Iraq and its neighbours around the Gulf “are on the front lines to confront the effects of climate change,” President Abdul Latif Rashid said at the COP28 conference, noting that this region will see temperatures rise even if the world meets its goal to limit global warming to less than two degrees as set out in the Paris climate agreement.  

“We are - starting now - suffering from high temperatures, dust storms, and water scarcity. And all of these changes do not recognize the borders of countries,” he said.

“Therefore, from this platform, we call on the neighbouring countries in the Gulf to make more efforts to strive together as one negotiating group and with a unified position that demonstrates the difficulty of our climate future to the world and seeks to guarantee the rights of our peoples, and to establish a regional grouping that includes the eight riparian countries on the Gulf, which will be more exposed than others to the effects of dangerous climate changes.”

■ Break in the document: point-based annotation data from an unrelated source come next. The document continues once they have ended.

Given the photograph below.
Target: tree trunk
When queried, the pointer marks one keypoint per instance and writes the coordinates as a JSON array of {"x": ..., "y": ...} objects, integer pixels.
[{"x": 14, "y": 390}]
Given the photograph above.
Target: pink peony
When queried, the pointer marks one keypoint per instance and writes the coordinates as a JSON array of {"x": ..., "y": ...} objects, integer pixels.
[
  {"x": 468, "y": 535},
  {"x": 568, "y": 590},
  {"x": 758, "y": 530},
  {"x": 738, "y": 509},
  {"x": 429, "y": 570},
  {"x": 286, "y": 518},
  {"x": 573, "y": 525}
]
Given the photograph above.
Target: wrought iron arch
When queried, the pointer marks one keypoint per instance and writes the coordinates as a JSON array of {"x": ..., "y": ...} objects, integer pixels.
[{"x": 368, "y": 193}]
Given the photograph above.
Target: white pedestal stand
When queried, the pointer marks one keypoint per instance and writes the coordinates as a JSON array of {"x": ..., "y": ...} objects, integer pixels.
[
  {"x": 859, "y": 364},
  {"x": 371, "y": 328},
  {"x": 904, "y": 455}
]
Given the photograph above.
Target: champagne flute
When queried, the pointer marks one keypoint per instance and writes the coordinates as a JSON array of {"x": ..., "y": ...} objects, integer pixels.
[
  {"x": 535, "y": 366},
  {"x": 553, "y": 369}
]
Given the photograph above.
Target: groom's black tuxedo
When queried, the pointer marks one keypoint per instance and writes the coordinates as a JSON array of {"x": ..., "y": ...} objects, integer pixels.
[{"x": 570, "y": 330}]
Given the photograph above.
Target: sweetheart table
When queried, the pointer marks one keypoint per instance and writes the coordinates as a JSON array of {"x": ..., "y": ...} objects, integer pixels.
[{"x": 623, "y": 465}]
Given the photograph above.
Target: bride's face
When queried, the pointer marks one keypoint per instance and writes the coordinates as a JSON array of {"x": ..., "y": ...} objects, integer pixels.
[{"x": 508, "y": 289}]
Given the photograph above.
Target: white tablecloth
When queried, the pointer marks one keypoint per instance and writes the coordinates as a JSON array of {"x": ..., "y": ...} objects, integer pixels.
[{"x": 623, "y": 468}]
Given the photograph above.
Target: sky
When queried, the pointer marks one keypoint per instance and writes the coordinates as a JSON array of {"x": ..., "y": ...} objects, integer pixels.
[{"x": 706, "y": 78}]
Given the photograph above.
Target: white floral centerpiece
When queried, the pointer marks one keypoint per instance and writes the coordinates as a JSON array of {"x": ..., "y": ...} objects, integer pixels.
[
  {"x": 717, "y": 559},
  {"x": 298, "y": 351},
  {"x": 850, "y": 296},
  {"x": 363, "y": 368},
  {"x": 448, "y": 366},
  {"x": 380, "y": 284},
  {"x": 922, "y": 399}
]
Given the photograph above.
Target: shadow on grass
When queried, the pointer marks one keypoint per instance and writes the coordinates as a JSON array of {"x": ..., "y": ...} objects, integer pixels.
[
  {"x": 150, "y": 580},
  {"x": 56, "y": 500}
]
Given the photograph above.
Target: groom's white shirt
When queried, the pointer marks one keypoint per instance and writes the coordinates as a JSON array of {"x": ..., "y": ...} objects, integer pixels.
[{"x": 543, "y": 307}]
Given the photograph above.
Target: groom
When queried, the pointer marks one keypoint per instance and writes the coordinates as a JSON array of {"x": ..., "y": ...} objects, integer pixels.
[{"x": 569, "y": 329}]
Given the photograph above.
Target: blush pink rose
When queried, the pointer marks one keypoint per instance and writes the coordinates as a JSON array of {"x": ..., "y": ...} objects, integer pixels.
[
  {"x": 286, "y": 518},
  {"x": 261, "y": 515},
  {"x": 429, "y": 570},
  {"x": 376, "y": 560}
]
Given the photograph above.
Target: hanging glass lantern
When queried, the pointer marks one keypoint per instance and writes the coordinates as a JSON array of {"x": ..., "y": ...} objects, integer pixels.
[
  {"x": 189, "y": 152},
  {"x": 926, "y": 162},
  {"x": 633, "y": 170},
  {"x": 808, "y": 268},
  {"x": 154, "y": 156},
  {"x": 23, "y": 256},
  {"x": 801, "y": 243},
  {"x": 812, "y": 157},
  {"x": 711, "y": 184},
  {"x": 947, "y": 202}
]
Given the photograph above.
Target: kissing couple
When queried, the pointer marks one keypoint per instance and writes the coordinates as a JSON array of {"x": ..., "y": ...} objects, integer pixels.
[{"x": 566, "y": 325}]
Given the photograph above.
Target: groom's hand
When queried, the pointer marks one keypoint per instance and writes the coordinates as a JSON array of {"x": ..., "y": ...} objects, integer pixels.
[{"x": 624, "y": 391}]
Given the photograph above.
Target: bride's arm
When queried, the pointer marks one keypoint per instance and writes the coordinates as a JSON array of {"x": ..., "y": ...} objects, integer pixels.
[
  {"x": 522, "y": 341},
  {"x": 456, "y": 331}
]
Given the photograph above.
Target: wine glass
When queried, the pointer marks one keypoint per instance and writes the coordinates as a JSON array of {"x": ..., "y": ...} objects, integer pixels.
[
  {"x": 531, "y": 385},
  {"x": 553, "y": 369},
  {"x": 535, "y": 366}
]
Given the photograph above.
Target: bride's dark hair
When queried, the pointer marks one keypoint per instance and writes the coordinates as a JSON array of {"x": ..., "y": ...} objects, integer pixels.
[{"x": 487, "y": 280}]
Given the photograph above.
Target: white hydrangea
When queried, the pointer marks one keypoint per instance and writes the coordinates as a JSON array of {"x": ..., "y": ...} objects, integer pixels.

The Middle East is heating up almost twice as fast as the global average.  

Iraq is considered one of the world’s nations most vulnerable to the effects of climate change. Scorching temperatures, lack of rain, desertification, and increased dust and sand storms have “led to an increase in poverty and an increase in the rate of internal displacement and external migration,” Rashid said.

Iraq’s southern marshlands are drying up and a study published earlier this week warned that the Nineveh Plains in the north is an “emergent hotspot” exposed to the risks of climate induced displacement.  

Rashid said that Iraq, which joined the Paris agreement late, aims to end associated gas emissions in its oil sector by 2030 and improve efficiency in its electrical grid in order to cut emissions. 

Kurdistan Region President Nechirvan Barzani and Prime Minister Masrour Barzani are also attending the COP28 conference that runs through December 12 and brings together world leaders, businesses, NGOs, and civil society activists. 

On the first day of the conference, a landmark deal was reached to establish a Loss and Damage Fund that will help poorer nations pay for the damage caused by climate change.